The Piltdown Man Hoax: whodunnit?

(Piltdown Man)
Wellcome Library, London
It would be a good case for Holmes and Watson: Who was the clever rascal that masterminded the Piltdown Man hoax? And could it possibly have been their creator, Arthur Conan Doyle?
Massive scientific news hit the headlines in December 1912: at a meeting of the Geological Society in London, eminent geologist Arthur Smith Woodward and amateur archaeologist Charles Dawson announced that they had found skull and bone fragments, in a gravel pit near the Sussex village of Piltdown, that irrefutably proved the existence of the ‘missing link’ between apes and humans. Most exciting were a thick-skulled humanoid brain case, and a simian jaw with uncharacteristically flat molars.
Eminent scientists accepted the evidence, which changed the way palaeontologists viewed the evolution of Homo Sapiens. ‘Dawn Man’, it was announced, had roamed the globe millions of years ago. The country was proud: the British could trace their ancestry further back than any other nation in the world. Hurrah!

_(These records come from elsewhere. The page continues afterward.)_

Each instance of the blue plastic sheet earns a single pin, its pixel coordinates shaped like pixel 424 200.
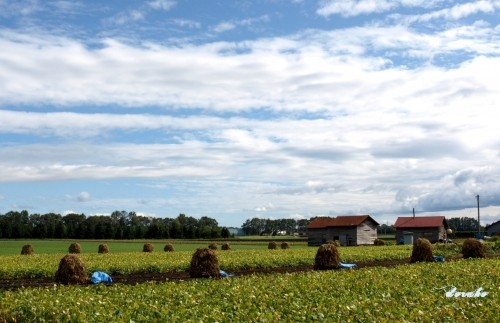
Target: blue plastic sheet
pixel 100 277
pixel 347 266
pixel 224 274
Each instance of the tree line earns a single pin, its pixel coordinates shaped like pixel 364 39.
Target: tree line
pixel 119 225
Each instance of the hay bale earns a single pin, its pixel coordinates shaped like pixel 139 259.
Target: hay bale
pixel 27 249
pixel 204 264
pixel 75 248
pixel 103 248
pixel 472 248
pixel 285 245
pixel 71 271
pixel 272 245
pixel 168 247
pixel 148 247
pixel 327 257
pixel 422 251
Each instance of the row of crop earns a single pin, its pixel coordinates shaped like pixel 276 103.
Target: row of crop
pixel 414 293
pixel 35 266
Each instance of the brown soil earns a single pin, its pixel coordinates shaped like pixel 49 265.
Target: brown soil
pixel 137 278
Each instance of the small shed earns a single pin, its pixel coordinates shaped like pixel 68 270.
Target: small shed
pixel 349 230
pixel 493 229
pixel 432 228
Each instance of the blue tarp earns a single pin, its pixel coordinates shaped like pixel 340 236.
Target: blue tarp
pixel 347 266
pixel 100 277
pixel 224 274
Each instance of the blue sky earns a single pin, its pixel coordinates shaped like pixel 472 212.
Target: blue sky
pixel 241 109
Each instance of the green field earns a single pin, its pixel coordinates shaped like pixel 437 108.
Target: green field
pixel 45 265
pixel 410 293
pixel 13 247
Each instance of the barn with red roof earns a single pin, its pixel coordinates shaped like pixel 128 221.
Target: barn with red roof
pixel 349 230
pixel 432 228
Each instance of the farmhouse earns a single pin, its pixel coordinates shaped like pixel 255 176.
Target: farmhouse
pixel 493 229
pixel 350 230
pixel 409 229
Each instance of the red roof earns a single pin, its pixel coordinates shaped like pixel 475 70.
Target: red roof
pixel 404 222
pixel 340 221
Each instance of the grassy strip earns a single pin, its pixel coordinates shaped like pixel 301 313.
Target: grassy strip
pixel 36 265
pixel 13 247
pixel 412 293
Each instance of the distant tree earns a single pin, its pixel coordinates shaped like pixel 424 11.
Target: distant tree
pixel 463 224
pixel 224 233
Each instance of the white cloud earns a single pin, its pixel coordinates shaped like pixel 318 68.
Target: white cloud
pixel 187 23
pixel 162 4
pixel 230 25
pixel 311 71
pixel 124 18
pixel 224 26
pixel 348 8
pixel 458 11
pixel 83 197
pixel 21 7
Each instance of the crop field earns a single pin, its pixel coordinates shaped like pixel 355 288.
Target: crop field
pixel 13 247
pixel 45 265
pixel 415 293
pixel 408 292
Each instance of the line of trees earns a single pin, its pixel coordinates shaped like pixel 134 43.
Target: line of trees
pixel 256 226
pixel 118 225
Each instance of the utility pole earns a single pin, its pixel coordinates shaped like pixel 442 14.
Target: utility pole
pixel 478 223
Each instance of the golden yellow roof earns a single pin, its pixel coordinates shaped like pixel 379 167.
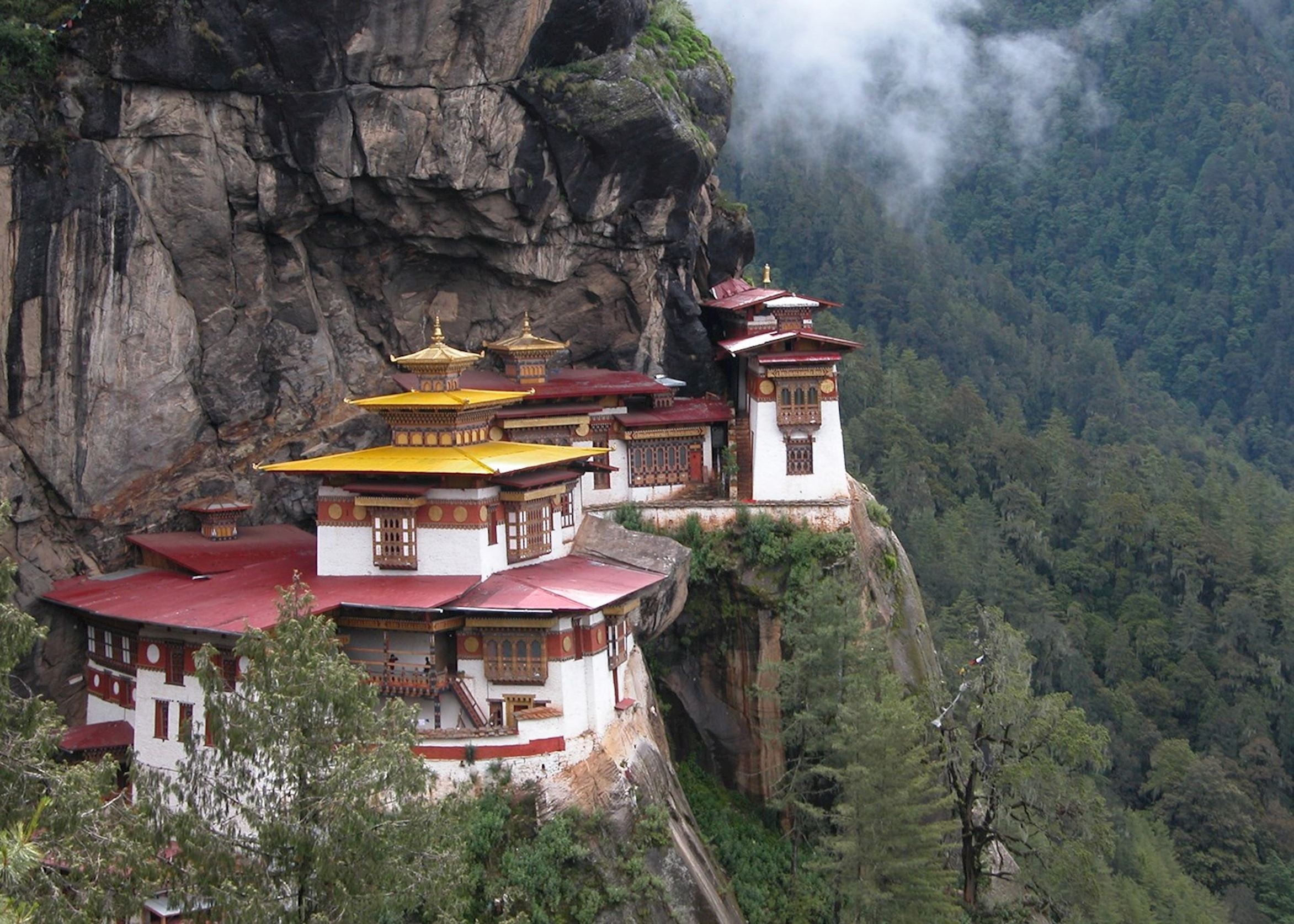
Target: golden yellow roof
pixel 460 398
pixel 482 458
pixel 438 354
pixel 527 342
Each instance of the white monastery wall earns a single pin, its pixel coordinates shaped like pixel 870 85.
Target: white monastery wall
pixel 770 480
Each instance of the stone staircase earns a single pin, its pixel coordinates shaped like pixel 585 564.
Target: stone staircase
pixel 469 702
pixel 744 462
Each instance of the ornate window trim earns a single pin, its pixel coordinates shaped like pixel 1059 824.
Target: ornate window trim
pixel 653 462
pixel 528 528
pixel 395 539
pixel 617 641
pixel 799 456
pixel 516 656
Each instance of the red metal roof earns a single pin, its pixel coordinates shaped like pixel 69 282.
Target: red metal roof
pixel 739 296
pixel 779 359
pixel 548 410
pixel 572 383
pixel 745 298
pixel 730 286
pixel 741 345
pixel 536 479
pixel 99 737
pixel 196 553
pixel 684 410
pixel 571 584
pixel 245 598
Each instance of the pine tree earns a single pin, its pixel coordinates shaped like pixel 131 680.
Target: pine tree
pixel 310 804
pixel 891 818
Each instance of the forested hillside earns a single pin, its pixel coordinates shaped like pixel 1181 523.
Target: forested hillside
pixel 1075 402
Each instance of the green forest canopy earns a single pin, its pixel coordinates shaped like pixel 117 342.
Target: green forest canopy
pixel 1075 399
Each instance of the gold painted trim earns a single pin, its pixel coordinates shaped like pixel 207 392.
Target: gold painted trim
pixel 510 623
pixel 664 434
pixel 391 501
pixel 536 422
pixel 399 626
pixel 797 372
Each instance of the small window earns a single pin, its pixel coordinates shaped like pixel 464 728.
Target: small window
pixel 617 649
pixel 528 530
pixel 601 479
pixel 800 456
pixel 162 720
pixel 175 664
pixel 230 670
pixel 395 540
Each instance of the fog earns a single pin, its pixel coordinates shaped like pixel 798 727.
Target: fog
pixel 925 84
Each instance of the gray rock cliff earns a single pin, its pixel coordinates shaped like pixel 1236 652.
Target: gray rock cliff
pixel 237 210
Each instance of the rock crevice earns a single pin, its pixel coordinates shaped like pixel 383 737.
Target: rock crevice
pixel 258 204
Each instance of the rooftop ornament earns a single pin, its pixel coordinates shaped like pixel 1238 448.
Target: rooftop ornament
pixel 438 365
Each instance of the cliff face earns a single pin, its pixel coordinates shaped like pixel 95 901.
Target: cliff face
pixel 721 675
pixel 239 209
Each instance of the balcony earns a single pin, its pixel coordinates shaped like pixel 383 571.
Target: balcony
pixel 518 672
pixel 800 416
pixel 399 681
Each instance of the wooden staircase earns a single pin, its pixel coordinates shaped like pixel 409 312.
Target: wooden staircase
pixel 744 461
pixel 469 702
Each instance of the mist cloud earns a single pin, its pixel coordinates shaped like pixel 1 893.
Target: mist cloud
pixel 924 90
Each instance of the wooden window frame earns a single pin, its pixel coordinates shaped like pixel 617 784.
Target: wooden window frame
pixel 118 654
pixel 661 462
pixel 799 404
pixel 617 648
pixel 567 505
pixel 799 456
pixel 515 658
pixel 528 528
pixel 395 539
pixel 174 665
pixel 162 720
pixel 230 670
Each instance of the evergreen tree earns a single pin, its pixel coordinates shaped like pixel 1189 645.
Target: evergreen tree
pixel 1019 769
pixel 891 821
pixel 310 804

Dawson, now acting alone, moved his excavation to a second site, where he found more evidence of ‘Dawn Man’, but there was a more than a whiff of suspicion about the findings, and serious doubts soon started emerging. However, it wasn’t until 1953 that scientists Kenneth Oakley and LE Parsons, using modern X-Ray and microscope technology, revealed to the world that the jaw fragment was that of a near contemporary orangutang whose molars had been stained and filed down. The cranium was, on the other hand, that of a medieval human. This was no ‘missing link’: it was an elaborate fraud. What’s more it had set evolutionary theory back 40 years.
By this time Dawson and Woodward were long dead, but a number of other suspects were thrown into the mix, as the world wondered: who was responsible for the hoax? Arthur Conan Doyle, a keen fossil hunter who lived near Piltdown and had visited the site, was among them. As were French Jesuit Pierre Teilhard de Chardin and retired doctor Edgar Willet, who had both been present during the excavations. Fingers were also pointed at eminent chemist John Hewitt, jeweller William Lewis Abbott, and librarian William Butterfield.
But only one man was present at the Piltown gravel pit when all the discoveries were made, and only one man was present at the second site. What’s more, Lewes resident Charles Dawson, a solicitor by trade, who died in 1916, had ‘previous’. He has since been linked to 38 different palaeontological and archaeological frauds, including a new species of dinosaur found in Bexhill, Roman bricks with fake inscriptions in Pevensey, and a toad he claimed to have found encased in flint in a quarry near Lewes (which you can still see in the Booth Museum in Hove). It appears that Dawson had hoodwinked his associates into joining him on the find, including poor Woodward, who went on excavating the two sites for over a decade after the solicitor’s death, without finding another piece of evidence.
Charles Dawson died a hero, but he will go down in history as the biggest scientific fraudster in history. Arthur Conan Doyle, without any shadow of doubt, is innocent of any malpractice. Elementary, my dear Watson? Case closed.